The state had expected IT efficiencies to save $179 million over the seven-year period.
But late last week, the state sent IBM a lengthy "Notice to Cure" that gave the vendor a 30-day window to fix a long list of problems, little time for what seemed to include some complex problems. The notice didn't threaten an immediate termination of the pact.
"Much of the state's IT systems still reside within legacy data centers and we continue to rely on aging infrastructure for our critical systems and applications - this is clearly unacceptable," Ed Swedberg, deputy director of the state's data center services, told a state legislative committee on Monday.
IBM called the state's action "unnecessary and unjustified."
In an e-mail, company spokesman Jeffrey Tieszen said, "IBM disagrees with DIR's unfounded accusations of material contract breaches or DIR's ability to terminate the contract for cause. IBM has worked in cooperation and good faith with DIR to provide benefits and improvements to all citizens of Texas."
Swedberg called delays in the server consolidation is a key issue for the state. Server consolidation was due to be finished at the end of this year, but as of last week only about 10% had been completed.
He also complained of backlogs for routine work in the project.
The state isn't terminating its contract with IBM, but nor is it explaining exactly how the two sides can resolve the problems.
Among the claims the state is making against IBM is a shortage of qualified personnel.
In the notice to IBM, the state said the company has failed "to reduce the rate of turnover of assigned personnel below the contractual threshold of 15%." The annualized 12-month turnover rate has been 20% to 45% since the contract commencement, the state alleges.
The project costs have gone up, though it's unclear who is responsible.
The state has paid IBM $486 million since March of 2007.

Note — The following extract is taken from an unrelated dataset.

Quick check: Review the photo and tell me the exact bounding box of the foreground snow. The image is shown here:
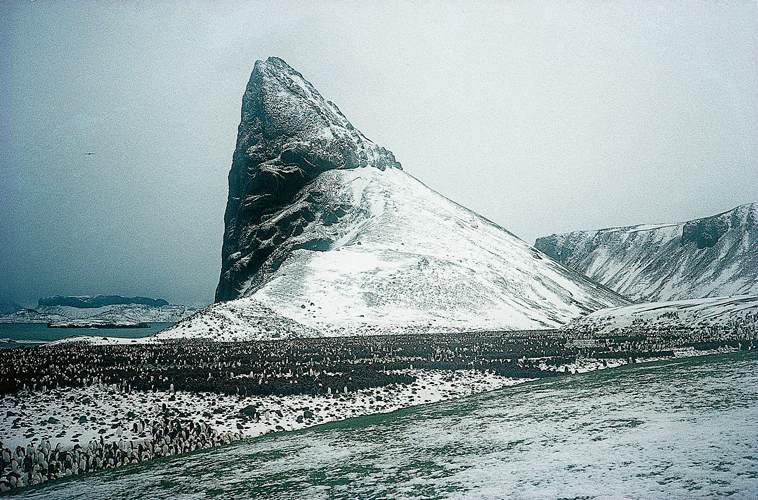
[161,167,626,339]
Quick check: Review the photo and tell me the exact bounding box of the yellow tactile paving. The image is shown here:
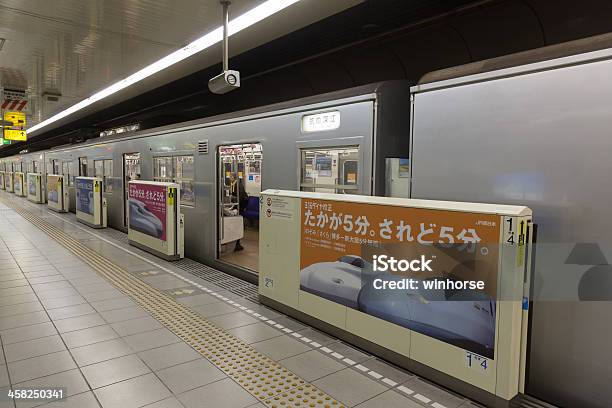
[4,201,343,408]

The contract with IBM is "consumption based," meaning that IBM invoices agencies only if an agency consumes its services, such as disk storage. But the economic downturn has apparently increased consumption of IT services by some agencies.
"We've seen the total value of the contract grow over the course of the first three years," Swedberg told lawmakers. He cited unemployment-related services and Medicaid as two reasons for the increase.
For instance, The Texas Workforce Commission has experienced "an unprecedented increase in unemployment claims" in the period covered by the IBM contract, said a spokeswoman at that agency said. In 2008, the state distributed about $1 billion in benefits compared to $4 billion in 2009. Texas officials could not immediately say exactly how much the increased benefits boosted IT costs.